Charlie Munger reportedly said: “It’s waiting that helps you as an investor, and a lot of people just can’t stand to wait.”

This assessment notwithstanding a lot of garbage gets tossed around as market-relevant talk; some of it sticks to the proverbial wall, if only briefly. My friend Roberto Frigo recently wrote this piece inspired by a late 1970’s TV commercial for the then-independent broker-dealer E.F. Hutton (“When E.F. Hutton talks, people listen!”). His concern was the remarkable price-moving power some individuals and institutions have.

The above observations are connected: it is precisely because people don’t like to wait and make an effort to invest that many well known and financially semi-literate persons can impact prices.

Munger’s simplicity and forthrightness is deceptively boring: to make money in investing try to be patient, wait for the right opportunity and don’t move in haste. It sounds like watching grass grow. He is also implying that true investors fully understand the interconnection of time, return and risk: patience allows us to let time pass and absorb the volatility we need to take on in order to achieve greater returns.

A number of things can happen when we are not patient. For one, we’re bound to seek quick kills. As a client used to tell me when I queried his frequent trading, “I’m doing what I’m supposed to do: making the capital work!” Trading and “moving money” is associated with investing usefulness; standing still is not. Another thing that happens is that we are bound to listen to opinions and commentaries because we need ideas and want to make money out of them. But most ideas aren’t worth the electronic space they occupy, tend to be too short-term oriented and need to be known before anyone else to be useful (which in most cases implies illegal behavior). When they are useful, the ideas will likely require patience and discipline to implement, so we are back to square one.

Market commentators and institutions are aware of these dynamics. Their business models by definition almost require that they provide fuel for the fire: if they don’t do it someone else will and get the business. This is a self-feeding mechanism in which “research” ideas generate volatility primarily because we can’t stand still. No wonder randomness is so pervasive over brief periods of time.

One branch of the financial communication apparatus that could stand for the just balance is the press.
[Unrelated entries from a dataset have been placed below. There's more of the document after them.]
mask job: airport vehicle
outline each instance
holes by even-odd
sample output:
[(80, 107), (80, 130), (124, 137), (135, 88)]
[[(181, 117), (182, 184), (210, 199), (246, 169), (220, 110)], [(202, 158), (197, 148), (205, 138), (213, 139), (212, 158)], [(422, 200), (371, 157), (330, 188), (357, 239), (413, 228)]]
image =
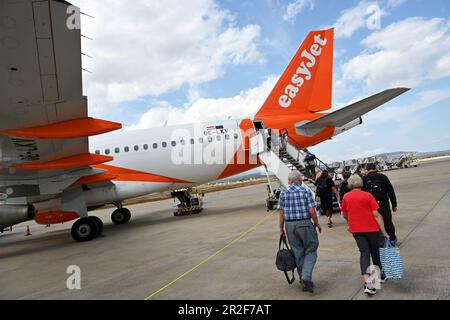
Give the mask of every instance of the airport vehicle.
[[(112, 221), (124, 224), (131, 217), (125, 199), (262, 164), (286, 185), (286, 163), (301, 161), (302, 148), (361, 124), (363, 114), (409, 90), (388, 89), (322, 113), (331, 108), (331, 28), (306, 36), (251, 119), (111, 132), (121, 124), (88, 116), (81, 33), (69, 23), (79, 11), (59, 0), (0, 1), (9, 22), (0, 24), (0, 229), (77, 219), (72, 236), (88, 241), (102, 230), (88, 211), (108, 203), (117, 207)], [(268, 129), (283, 133), (267, 140)]]
[(203, 195), (192, 188), (173, 190), (171, 196), (179, 201), (174, 216), (199, 213), (203, 210)]

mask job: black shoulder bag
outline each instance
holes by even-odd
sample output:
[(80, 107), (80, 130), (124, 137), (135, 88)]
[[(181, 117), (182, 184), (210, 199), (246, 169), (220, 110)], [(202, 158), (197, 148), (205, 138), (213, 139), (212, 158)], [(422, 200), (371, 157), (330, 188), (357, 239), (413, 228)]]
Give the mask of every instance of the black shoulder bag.
[[(282, 248), (281, 244), (284, 245), (284, 248)], [(277, 266), (278, 270), (284, 272), (286, 280), (289, 284), (294, 283), (295, 281), (294, 270), (297, 267), (297, 265), (295, 263), (294, 253), (292, 252), (292, 249), (289, 248), (289, 245), (286, 242), (286, 236), (284, 234), (280, 236), (280, 242), (278, 243), (278, 253), (275, 265)], [(292, 271), (291, 279), (289, 279), (288, 271)]]

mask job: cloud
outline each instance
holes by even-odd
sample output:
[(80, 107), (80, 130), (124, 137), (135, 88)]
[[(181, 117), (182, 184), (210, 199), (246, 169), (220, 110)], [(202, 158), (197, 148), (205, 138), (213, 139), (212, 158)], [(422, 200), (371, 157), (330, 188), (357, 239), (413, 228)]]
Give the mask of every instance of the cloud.
[(158, 96), (183, 85), (220, 77), (227, 65), (264, 63), (258, 25), (238, 26), (214, 0), (74, 0), (82, 12), (84, 91), (90, 108), (143, 96)]
[(278, 77), (267, 78), (260, 86), (227, 98), (198, 98), (186, 105), (172, 106), (166, 101), (156, 102), (145, 112), (137, 124), (128, 130), (159, 127), (166, 120), (168, 125), (242, 119), (253, 116), (264, 103)]
[(349, 38), (355, 31), (367, 27), (379, 15), (384, 15), (384, 11), (379, 7), (376, 1), (360, 1), (356, 6), (342, 11), (340, 17), (333, 24), (335, 27), (335, 38)]
[(362, 81), (372, 91), (448, 77), (449, 28), (450, 20), (413, 17), (375, 31), (362, 41), (366, 49), (343, 64), (341, 80)]
[(314, 9), (314, 0), (295, 0), (288, 4), (286, 12), (283, 15), (283, 20), (291, 23), (295, 22), (297, 15), (299, 15), (303, 9), (309, 7), (309, 10)]

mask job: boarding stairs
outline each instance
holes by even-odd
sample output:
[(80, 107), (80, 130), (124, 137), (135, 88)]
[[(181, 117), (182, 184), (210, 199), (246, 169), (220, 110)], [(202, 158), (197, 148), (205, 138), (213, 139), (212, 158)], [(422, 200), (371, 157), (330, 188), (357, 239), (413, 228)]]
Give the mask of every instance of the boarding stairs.
[[(272, 172), (280, 182), (281, 188), (288, 187), (288, 175), (292, 170), (298, 170), (303, 176), (303, 184), (309, 188), (315, 197), (314, 180), (307, 177), (307, 153), (295, 142), (289, 139), (287, 130), (260, 129), (250, 136), (250, 153), (258, 156), (266, 167), (269, 182), (269, 197), (267, 207), (271, 210), (278, 203), (278, 194), (272, 188), (268, 172)], [(317, 159), (323, 166), (332, 171), (323, 161)]]

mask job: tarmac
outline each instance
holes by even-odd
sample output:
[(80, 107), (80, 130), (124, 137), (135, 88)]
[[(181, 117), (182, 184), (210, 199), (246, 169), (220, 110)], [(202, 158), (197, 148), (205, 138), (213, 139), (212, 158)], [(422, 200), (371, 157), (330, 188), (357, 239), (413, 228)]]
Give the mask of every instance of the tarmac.
[[(266, 185), (207, 194), (205, 209), (175, 217), (173, 200), (129, 206), (132, 219), (114, 225), (111, 209), (92, 212), (104, 236), (77, 243), (72, 223), (20, 224), (0, 234), (0, 299), (449, 299), (450, 159), (386, 172), (398, 197), (394, 214), (402, 280), (373, 297), (361, 290), (359, 252), (345, 220), (325, 218), (314, 294), (288, 285), (275, 267), (278, 212), (267, 212)], [(26, 226), (31, 236), (25, 236)], [(81, 289), (66, 286), (71, 265)], [(298, 276), (296, 275), (298, 279)]]

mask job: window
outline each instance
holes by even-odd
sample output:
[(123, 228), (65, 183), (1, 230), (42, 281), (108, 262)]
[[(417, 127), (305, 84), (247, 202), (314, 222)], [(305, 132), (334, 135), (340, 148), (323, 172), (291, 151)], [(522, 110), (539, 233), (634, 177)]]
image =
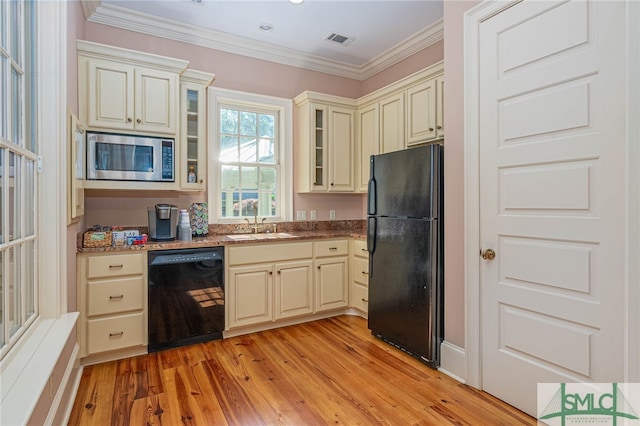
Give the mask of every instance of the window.
[(209, 204), (218, 222), (288, 220), (291, 101), (211, 90)]
[(38, 315), (35, 7), (0, 2), (0, 358)]

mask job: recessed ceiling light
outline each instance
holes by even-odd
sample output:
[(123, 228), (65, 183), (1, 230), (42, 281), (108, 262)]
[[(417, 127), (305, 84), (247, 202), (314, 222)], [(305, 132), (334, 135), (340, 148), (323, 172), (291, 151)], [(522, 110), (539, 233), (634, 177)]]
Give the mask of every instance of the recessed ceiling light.
[(304, 0), (289, 0), (289, 3), (291, 4), (300, 4), (302, 3)]
[(258, 28), (260, 28), (260, 30), (268, 33), (269, 31), (273, 31), (273, 25), (271, 24), (260, 24), (260, 26), (258, 26)]

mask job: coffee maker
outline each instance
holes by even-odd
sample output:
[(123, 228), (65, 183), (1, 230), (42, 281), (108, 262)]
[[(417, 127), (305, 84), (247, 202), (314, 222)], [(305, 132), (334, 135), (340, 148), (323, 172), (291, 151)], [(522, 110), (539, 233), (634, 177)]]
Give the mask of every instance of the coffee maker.
[(178, 230), (178, 207), (171, 204), (156, 204), (148, 207), (149, 238), (152, 241), (173, 241)]

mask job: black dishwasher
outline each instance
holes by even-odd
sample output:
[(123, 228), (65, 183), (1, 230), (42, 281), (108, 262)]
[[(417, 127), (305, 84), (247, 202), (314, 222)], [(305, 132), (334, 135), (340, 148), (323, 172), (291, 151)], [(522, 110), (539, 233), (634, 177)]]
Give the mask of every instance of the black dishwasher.
[(150, 251), (149, 352), (221, 339), (224, 248)]

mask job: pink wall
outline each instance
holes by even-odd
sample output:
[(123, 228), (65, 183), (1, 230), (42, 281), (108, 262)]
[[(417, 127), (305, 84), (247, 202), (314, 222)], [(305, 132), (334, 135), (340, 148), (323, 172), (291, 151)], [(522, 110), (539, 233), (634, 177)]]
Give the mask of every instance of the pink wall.
[(444, 2), (445, 340), (465, 347), (463, 14), (476, 1)]
[[(85, 23), (85, 36), (85, 40), (96, 43), (188, 60), (190, 68), (212, 72), (216, 75), (213, 87), (288, 99), (294, 98), (304, 90), (358, 98), (440, 61), (443, 49), (442, 43), (437, 43), (361, 82), (91, 22)], [(294, 132), (294, 134), (296, 133)], [(160, 198), (164, 200), (163, 202), (186, 207), (188, 204), (184, 203), (190, 204), (192, 199), (205, 201), (206, 194), (175, 197), (164, 195)], [(336, 210), (337, 219), (361, 219), (365, 215), (365, 198), (362, 194), (294, 194), (293, 208), (294, 212), (296, 210), (307, 211), (308, 218), (310, 217), (309, 212), (316, 210), (318, 220), (328, 220), (329, 210)], [(146, 206), (153, 206), (158, 200), (158, 194), (141, 195), (138, 193), (135, 197), (121, 197), (120, 195), (92, 191), (87, 194), (86, 198), (86, 223), (89, 225), (94, 223), (144, 225), (147, 222), (144, 217)], [(133, 214), (130, 209), (134, 209)], [(144, 219), (143, 222), (133, 222), (142, 219)]]

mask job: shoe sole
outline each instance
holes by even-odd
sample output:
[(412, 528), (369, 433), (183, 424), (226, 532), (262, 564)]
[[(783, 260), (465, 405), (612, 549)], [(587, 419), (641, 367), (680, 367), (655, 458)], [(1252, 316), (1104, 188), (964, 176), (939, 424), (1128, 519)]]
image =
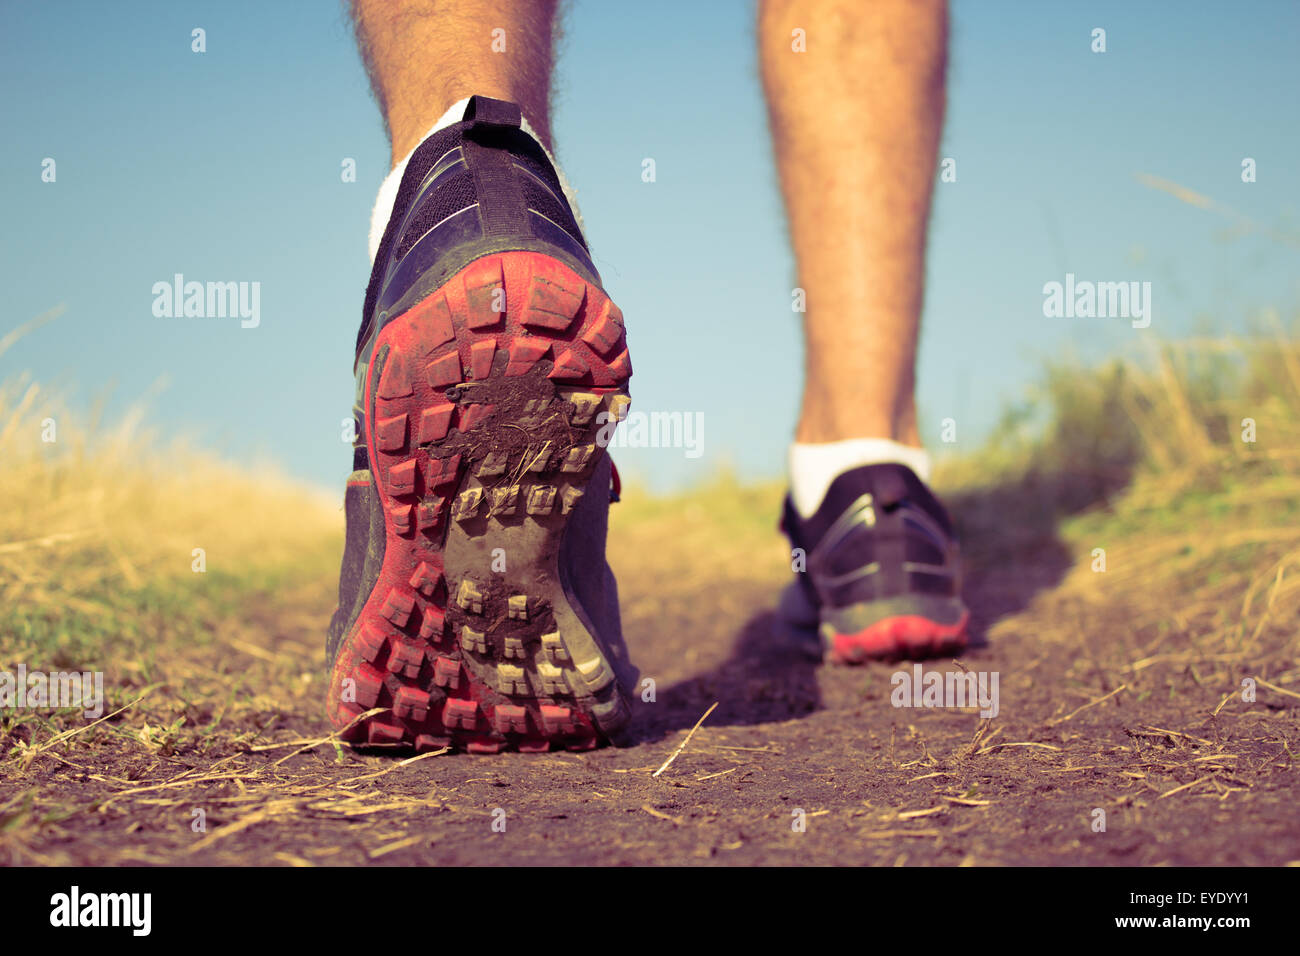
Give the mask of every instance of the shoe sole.
[(920, 660), (965, 650), (970, 612), (955, 624), (941, 624), (919, 614), (896, 614), (852, 634), (824, 627), (826, 656), (836, 664), (868, 660)]
[(595, 747), (630, 708), (559, 555), (582, 495), (609, 493), (587, 485), (629, 401), (622, 314), (549, 256), (498, 253), (390, 319), (372, 355), (386, 541), (332, 722), (420, 751)]

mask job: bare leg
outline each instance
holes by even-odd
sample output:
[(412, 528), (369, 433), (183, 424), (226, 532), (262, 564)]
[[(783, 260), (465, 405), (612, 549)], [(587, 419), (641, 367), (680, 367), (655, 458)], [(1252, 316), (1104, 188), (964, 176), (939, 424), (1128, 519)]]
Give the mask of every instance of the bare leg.
[(475, 93), (518, 103), (550, 149), (555, 7), (556, 0), (352, 0), (393, 165), (448, 107)]
[[(800, 442), (919, 445), (925, 230), (945, 0), (763, 0), (759, 61), (807, 294)], [(791, 49), (805, 31), (807, 52)]]

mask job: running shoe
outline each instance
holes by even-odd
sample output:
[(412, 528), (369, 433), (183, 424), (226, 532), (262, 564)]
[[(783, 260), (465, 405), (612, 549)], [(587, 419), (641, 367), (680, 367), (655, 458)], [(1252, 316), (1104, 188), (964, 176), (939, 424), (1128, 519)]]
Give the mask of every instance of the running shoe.
[(366, 291), (326, 647), (354, 743), (585, 750), (629, 720), (605, 562), (623, 316), (520, 125), (475, 96), (416, 149)]
[(952, 521), (906, 465), (846, 471), (808, 518), (787, 496), (781, 527), (798, 576), (780, 616), (796, 631), (815, 629), (828, 659), (921, 658), (966, 646)]

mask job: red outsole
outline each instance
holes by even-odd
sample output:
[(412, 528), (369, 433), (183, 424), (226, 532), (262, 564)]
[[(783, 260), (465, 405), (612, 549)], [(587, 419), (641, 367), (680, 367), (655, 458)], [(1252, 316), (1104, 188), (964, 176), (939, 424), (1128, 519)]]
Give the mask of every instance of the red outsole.
[[(631, 375), (621, 313), (598, 286), (549, 256), (499, 253), (475, 260), (390, 320), (372, 355), (366, 447), (384, 509), (384, 562), (335, 660), (327, 705), (331, 722), (350, 742), (421, 751), (448, 745), (471, 753), (539, 752), (553, 745), (590, 749), (601, 734), (584, 710), (589, 700), (578, 692), (590, 690), (590, 672), (579, 675), (577, 668), (590, 668), (591, 662), (575, 665), (563, 645), (557, 649), (551, 640), (543, 648), (535, 634), (523, 639), (532, 642), (527, 647), (507, 644), (490, 633), (500, 621), (478, 624), (484, 619), (475, 618), (479, 631), (464, 624), (469, 611), (484, 614), (480, 604), (492, 595), (487, 584), (485, 593), (475, 591), (468, 575), (451, 577), (443, 550), (452, 521), (567, 516), (603, 449), (558, 448), (542, 468), (530, 469), (538, 472), (537, 482), (552, 483), (524, 484), (522, 494), (518, 483), (471, 483), (471, 470), (485, 474), (490, 455), (462, 460), (461, 454), (434, 452), (458, 434), (492, 439), (505, 425), (526, 433), (515, 421), (497, 422), (496, 405), (452, 401), (453, 387), (466, 383), (528, 382), (542, 389), (532, 394), (546, 396), (534, 401), (547, 409), (559, 407), (552, 395), (567, 396), (564, 427), (579, 435), (600, 408), (617, 420)], [(518, 600), (526, 609), (513, 603)], [(516, 595), (510, 617), (519, 610), (537, 614), (540, 607), (532, 597)], [(460, 633), (453, 617), (462, 624)], [(543, 659), (544, 653), (550, 656)], [(471, 661), (470, 654), (494, 659), (484, 664), (478, 657)], [(533, 668), (527, 678), (519, 665)], [(551, 675), (546, 689), (554, 694), (533, 692), (541, 679), (535, 673)], [(358, 720), (376, 707), (385, 712)]]
[(838, 664), (865, 660), (917, 659), (965, 649), (970, 612), (955, 624), (939, 624), (917, 614), (900, 614), (876, 621), (856, 634), (832, 634), (829, 656)]

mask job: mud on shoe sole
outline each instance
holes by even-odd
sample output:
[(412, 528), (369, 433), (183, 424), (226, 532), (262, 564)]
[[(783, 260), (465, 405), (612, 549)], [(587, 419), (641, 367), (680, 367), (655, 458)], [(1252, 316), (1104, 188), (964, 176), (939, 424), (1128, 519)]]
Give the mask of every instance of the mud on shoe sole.
[(587, 486), (628, 405), (621, 313), (549, 256), (498, 253), (390, 319), (372, 356), (385, 551), (332, 722), (387, 708), (345, 738), (417, 750), (595, 747), (630, 709), (559, 555), (578, 500), (609, 493)]

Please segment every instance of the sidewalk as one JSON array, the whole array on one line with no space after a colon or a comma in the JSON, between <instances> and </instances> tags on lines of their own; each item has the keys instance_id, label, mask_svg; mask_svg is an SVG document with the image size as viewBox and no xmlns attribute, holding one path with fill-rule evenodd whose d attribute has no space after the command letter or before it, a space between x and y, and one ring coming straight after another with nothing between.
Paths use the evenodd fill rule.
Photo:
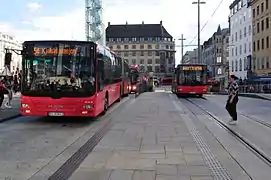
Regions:
<instances>
[{"instance_id":1,"label":"sidewalk","mask_svg":"<svg viewBox=\"0 0 271 180\"><path fill-rule=\"evenodd\" d=\"M208 94L227 95L228 93L226 93L226 92L209 92ZM271 101L271 94L264 94L264 93L239 93L239 96L257 98L257 99L264 99L264 100Z\"/></svg>"},{"instance_id":2,"label":"sidewalk","mask_svg":"<svg viewBox=\"0 0 271 180\"><path fill-rule=\"evenodd\" d=\"M2 106L3 110L0 110L0 122L7 121L20 116L19 114L20 98L14 97L11 109L8 109L4 106L6 100L7 98L5 98L3 102Z\"/></svg>"},{"instance_id":3,"label":"sidewalk","mask_svg":"<svg viewBox=\"0 0 271 180\"><path fill-rule=\"evenodd\" d=\"M212 180L199 147L167 93L144 93L70 180Z\"/></svg>"}]
</instances>

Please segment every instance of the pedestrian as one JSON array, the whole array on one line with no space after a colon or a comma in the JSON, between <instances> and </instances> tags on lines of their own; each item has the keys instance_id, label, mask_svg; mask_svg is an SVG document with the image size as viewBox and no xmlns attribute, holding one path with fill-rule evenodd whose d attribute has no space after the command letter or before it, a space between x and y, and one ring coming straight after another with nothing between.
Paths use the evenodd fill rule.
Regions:
<instances>
[{"instance_id":1,"label":"pedestrian","mask_svg":"<svg viewBox=\"0 0 271 180\"><path fill-rule=\"evenodd\" d=\"M239 101L238 91L239 86L237 83L238 78L235 75L230 75L230 86L228 91L228 100L226 104L226 109L231 116L229 124L234 125L237 123L237 103Z\"/></svg>"},{"instance_id":2,"label":"pedestrian","mask_svg":"<svg viewBox=\"0 0 271 180\"><path fill-rule=\"evenodd\" d=\"M5 103L5 106L7 108L12 108L11 101L12 101L12 98L13 98L13 91L12 91L12 89L13 89L13 83L10 82L9 87L7 87L7 86L5 86L5 87L6 87L6 90L8 92L8 99L7 99L7 102Z\"/></svg>"},{"instance_id":3,"label":"pedestrian","mask_svg":"<svg viewBox=\"0 0 271 180\"><path fill-rule=\"evenodd\" d=\"M4 85L4 79L1 78L0 79L0 109L2 110L2 104L3 104L3 101L4 101L4 96L5 94L5 85Z\"/></svg>"}]
</instances>

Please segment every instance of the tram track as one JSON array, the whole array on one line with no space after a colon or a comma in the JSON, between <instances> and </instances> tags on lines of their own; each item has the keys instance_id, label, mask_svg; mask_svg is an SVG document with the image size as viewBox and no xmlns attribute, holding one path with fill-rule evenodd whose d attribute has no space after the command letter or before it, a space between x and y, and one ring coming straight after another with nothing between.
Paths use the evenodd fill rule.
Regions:
<instances>
[{"instance_id":1,"label":"tram track","mask_svg":"<svg viewBox=\"0 0 271 180\"><path fill-rule=\"evenodd\" d=\"M203 111L206 115L211 117L220 127L225 129L226 131L230 132L233 137L235 137L239 142L244 144L247 148L249 148L256 156L258 156L260 159L262 159L267 165L271 167L271 157L269 157L265 152L263 152L260 148L258 148L255 144L253 144L251 141L249 141L247 138L240 135L238 132L234 131L231 127L227 125L227 123L223 122L221 119L219 119L217 116L215 116L213 113L209 112L205 108L201 107L200 105L193 102L191 99L183 98L187 102L189 102L191 105L197 107L201 111ZM205 99L205 98L203 98ZM187 107L189 111L193 114L193 110L191 108ZM243 114L242 114L243 115ZM244 115L243 115L244 116ZM246 116L245 116L246 117ZM269 123L263 122L262 120L256 120L251 117L247 117L251 121L255 121L257 123L260 123L263 126L266 126L268 128L271 128L271 125Z\"/></svg>"}]
</instances>

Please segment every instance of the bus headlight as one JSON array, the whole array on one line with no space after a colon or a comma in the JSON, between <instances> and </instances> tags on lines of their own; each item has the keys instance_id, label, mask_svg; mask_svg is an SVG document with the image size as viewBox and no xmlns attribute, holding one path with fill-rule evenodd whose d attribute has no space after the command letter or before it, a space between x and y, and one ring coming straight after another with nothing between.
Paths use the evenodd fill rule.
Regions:
<instances>
[{"instance_id":1,"label":"bus headlight","mask_svg":"<svg viewBox=\"0 0 271 180\"><path fill-rule=\"evenodd\" d=\"M136 86L133 86L133 90L136 90Z\"/></svg>"},{"instance_id":2,"label":"bus headlight","mask_svg":"<svg viewBox=\"0 0 271 180\"><path fill-rule=\"evenodd\" d=\"M21 104L21 107L22 107L22 108L29 108L29 105L28 105L28 104L22 103L22 104Z\"/></svg>"}]
</instances>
Unfortunately, news appears to be more exciting and sells better when it deals with turbulence or extreme views. This tends to amplify instead of dampen the resonance of the views of the “experts”. Daily market comments are another manifestation of this tendency, even though we really don’t know what caused them. When you read something like “Investor took profits” the day after a market decline, ask yourself “When do they ever take any losses?”